The non-profit group, Preserve Our Remarkable Town (PORT) joined forces with the Maine Coast Fishermen’s Association to share concerns that this project may have on the way of life for many in the area.
“This is not good for their long term future and for the fishing economies and fishing businesses in St. George and therefore we need to take a stand against it.”
Many fishermen in the area believe that this move will not only hurt their businesses but also their way of life, while folks at the Maine Aqua Ventus have a different story.
In a statement on their website, Maine Aqua Ventus says, “they look forward to continued dialogue with residents and fishermen of St. George as to what the facts of the proposed MAV demonstate project are and that information being distributed through the recent petition effort does not accurately reflect project plans.”
The proposal includes the building of two floating wind turbines with cable running through St. George, which fishermen say could put them out of business.

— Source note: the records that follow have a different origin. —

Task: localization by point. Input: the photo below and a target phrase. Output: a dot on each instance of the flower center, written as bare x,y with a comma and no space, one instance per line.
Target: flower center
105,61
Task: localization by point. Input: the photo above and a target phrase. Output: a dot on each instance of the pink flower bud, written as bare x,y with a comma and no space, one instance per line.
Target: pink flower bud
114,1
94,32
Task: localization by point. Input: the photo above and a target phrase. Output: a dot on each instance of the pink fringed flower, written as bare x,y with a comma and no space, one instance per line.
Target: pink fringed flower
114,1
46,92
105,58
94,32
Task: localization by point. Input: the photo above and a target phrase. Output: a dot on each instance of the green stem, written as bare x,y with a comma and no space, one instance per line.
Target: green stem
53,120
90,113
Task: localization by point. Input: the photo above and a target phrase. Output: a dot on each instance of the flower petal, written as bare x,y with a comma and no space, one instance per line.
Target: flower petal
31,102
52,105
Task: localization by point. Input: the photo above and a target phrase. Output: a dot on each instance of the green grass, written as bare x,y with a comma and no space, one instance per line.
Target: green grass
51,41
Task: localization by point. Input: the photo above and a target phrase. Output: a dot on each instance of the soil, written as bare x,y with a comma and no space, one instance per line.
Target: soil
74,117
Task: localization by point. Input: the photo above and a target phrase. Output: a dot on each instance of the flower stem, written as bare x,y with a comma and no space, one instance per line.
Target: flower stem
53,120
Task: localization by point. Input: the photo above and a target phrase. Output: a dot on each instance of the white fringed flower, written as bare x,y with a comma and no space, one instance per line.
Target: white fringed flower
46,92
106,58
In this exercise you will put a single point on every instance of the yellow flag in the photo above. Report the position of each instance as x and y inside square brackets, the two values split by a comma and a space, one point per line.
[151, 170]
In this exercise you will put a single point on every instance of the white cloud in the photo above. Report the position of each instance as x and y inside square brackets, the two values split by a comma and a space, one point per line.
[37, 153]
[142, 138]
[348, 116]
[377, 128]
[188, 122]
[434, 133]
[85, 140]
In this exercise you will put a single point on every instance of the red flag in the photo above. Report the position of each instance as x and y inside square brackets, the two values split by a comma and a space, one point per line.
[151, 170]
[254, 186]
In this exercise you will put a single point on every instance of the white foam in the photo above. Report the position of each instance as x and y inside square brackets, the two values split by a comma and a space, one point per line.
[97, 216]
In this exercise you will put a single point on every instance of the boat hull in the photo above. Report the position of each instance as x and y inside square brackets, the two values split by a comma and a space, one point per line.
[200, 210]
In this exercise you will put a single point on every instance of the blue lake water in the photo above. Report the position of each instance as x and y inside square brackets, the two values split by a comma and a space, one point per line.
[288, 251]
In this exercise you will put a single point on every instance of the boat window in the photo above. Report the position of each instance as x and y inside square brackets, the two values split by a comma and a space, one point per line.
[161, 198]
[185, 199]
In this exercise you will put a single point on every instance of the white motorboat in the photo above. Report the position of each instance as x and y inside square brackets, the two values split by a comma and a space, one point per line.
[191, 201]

“With the math I’ve done four farms would eliminate the fishing grounds I’d fish in my whole career. That’s just too much,” says Port Clyde fisherman, Randy Cushman.
Residents say they’re willing to work together with Maine Aqua Ventus to come up with a better solution.
“We need food and we need electricity. I’m not sure what the exact balance is but we’ve got to be careful that we don’t take away too much of the food production in order to generate wind power,” says Port Clyde President, Glen Libby.